Another area that can lead to adverse health outcomes is bias of healthcare professionals. A report in the US found that minority ethnic minority groups routinely received poorer quality care than white groups. White patients were twice as likely to receive pain relief than Hispanic patients, and this bias difference in how ethnic groups are treated in healthcare are found across a range of health outcomes. In the UK 54% of doctors are white, with 60% of consultants being of white ethnicity. There is a clear lack of ethnic diversity in the medical workforce, especially in those at the top of the profession. Having medical professionals who reflect the communities they work in is crucial to allow women to be treated in a way that is culturally appropriate and sensitive.

The effect of these numerous factors has led to the development of the concept of ‘weathering’. This model explores the idea that exposure to discrimination, as well as psychological, physical stressors damages health and increases ageing, and may explain why black women’s health deteriorate at an earlier time then that white women. The difference in maternal mortality is not caused by a single factor, but is the cumulative effect of numerous stressors, with some easier to see then others.

Previous policy responses  

The systemic problems that have been highlighted require structural interventions and polices, across all aspects of life including education, housing and criminal justice. Ethnic disparities in maternal healthcare have led to a number of reports and recommendations over the years with seemingly limited change.

Maternity services were a priority for successive NHS forward plans.  The first of these forward views in 2015 lead to Better Births: improving outcome of maternity services in England. It has set the agenda for future reports, focusing on enhanced continuity of care as the main health policy recommendation. It did not have any specific findings in relation to maternal mortality rates, nor did it include any specific recommendations for mothers from different ethnic groups.

The NHS long term plan published in 2019 introduced a target to ‘achieve 50% reductions in stillbirth, maternal mortality, neonatal mortality and serious brain injury by 2025’. Once again there was a lack of clear commitments to reduce ethnic variation in maternal mortality, instead focussing on maternal mortality as a whole.

A review of progress on better birth in 2020, showed that maternal mortality rates remain higher for ethnic minority groups, and set clear targets to roll out continuity of care to BME groups, but once again failed to set a specific target to reduce ethnic maternal mortality disparity.

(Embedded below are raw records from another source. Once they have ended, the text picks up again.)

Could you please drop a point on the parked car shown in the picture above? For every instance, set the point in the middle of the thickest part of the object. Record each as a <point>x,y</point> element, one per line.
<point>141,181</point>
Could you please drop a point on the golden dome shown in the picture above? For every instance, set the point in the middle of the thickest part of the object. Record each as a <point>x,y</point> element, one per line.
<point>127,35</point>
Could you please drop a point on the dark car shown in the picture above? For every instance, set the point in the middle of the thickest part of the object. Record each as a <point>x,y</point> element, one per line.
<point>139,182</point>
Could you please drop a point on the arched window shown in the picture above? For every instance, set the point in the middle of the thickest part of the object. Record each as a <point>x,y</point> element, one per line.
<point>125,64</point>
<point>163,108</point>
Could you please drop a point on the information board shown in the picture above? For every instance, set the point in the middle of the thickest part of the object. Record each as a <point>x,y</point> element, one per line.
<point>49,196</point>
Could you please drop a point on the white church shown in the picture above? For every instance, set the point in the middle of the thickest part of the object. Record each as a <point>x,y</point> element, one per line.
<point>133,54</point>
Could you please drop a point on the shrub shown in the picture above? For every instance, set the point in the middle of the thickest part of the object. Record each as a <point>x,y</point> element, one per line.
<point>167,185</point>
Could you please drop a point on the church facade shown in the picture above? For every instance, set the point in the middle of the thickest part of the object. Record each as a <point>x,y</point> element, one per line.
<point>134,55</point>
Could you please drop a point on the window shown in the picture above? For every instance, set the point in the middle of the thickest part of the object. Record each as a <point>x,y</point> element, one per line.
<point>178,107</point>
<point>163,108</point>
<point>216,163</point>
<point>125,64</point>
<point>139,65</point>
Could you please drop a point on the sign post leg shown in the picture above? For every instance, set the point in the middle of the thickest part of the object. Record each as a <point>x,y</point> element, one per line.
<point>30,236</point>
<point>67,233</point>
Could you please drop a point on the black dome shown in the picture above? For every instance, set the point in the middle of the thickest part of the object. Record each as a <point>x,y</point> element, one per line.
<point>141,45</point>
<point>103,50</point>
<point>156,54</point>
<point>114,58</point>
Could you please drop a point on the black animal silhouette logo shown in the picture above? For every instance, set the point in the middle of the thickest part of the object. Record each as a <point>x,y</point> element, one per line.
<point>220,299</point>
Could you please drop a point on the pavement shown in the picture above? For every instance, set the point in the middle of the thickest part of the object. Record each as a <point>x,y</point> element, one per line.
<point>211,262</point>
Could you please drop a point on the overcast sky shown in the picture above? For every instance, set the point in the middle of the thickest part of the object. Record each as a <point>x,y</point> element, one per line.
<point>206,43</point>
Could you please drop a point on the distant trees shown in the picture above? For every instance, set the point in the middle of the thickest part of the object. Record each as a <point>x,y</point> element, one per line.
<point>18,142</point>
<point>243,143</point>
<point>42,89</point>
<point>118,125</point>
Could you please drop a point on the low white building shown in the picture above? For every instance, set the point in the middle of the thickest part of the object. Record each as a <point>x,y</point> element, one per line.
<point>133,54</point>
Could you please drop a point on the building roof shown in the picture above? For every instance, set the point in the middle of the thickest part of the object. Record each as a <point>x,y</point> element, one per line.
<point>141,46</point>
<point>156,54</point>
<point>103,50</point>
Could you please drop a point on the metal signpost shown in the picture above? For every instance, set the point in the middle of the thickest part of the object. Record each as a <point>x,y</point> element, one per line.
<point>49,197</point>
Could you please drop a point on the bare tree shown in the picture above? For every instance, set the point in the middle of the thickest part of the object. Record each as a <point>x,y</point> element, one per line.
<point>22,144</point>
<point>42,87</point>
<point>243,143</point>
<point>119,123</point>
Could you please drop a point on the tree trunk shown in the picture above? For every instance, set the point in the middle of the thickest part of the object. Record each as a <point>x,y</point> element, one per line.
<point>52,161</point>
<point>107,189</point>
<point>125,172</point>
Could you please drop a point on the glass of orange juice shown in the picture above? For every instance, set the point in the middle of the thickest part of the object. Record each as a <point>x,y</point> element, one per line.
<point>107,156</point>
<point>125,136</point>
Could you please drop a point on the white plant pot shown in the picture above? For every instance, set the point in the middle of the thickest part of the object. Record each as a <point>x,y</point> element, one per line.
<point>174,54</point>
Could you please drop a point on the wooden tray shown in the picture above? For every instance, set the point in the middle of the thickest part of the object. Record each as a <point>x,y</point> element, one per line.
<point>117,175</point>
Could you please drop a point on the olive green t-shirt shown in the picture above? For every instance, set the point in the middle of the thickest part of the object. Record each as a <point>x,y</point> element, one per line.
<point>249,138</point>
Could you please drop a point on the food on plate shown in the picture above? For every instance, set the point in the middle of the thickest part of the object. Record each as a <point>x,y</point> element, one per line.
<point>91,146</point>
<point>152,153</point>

A key focus of the government’s response to maternal mortality inequality is via an enhanced continuity of carer model, as previously mentioned.  This is a midwife-centred initiative that ensures that each pregnant woman builds a relationship with their midwife and ensures the provision of a named midwife. There is a building evidence base in the UK for its use. A Cochrane review of systematic reviews found that, compared to standard care, this model reduced preterm birth and premature death, however there was no reported outcomes on maternal mortality. Further research into the impact of this midwife lead model on maternal mortality is needed, and its impact in reducing ethnic disparities in maternal mortality.

The Government’s Commission on Race and Ethnic Disparities, widely discredited for a lack of awareness of structural issues, signalled a possible attempt to pivot the conversation from the issues highlighted in this article with a new focus of individual and personal factors as the reason for disparities in health outcomes. This approach fails to acknowledge the pervasive factors that should be addressed in order to stop outcomes for BME mothers falling further behind white British mothers.

In conclusion, the government should consider setting explicit targets for reducing the ethnic minority maternal mortality disparity and ask the CQC to specifically consider differential outcomes based on ethnicity.


This blog draws heavily on work initially published by the Young Fabians.

Dr Shohaib Ali is an Obstetrics and Gynaecology academic foundation doctor at Imperial College London.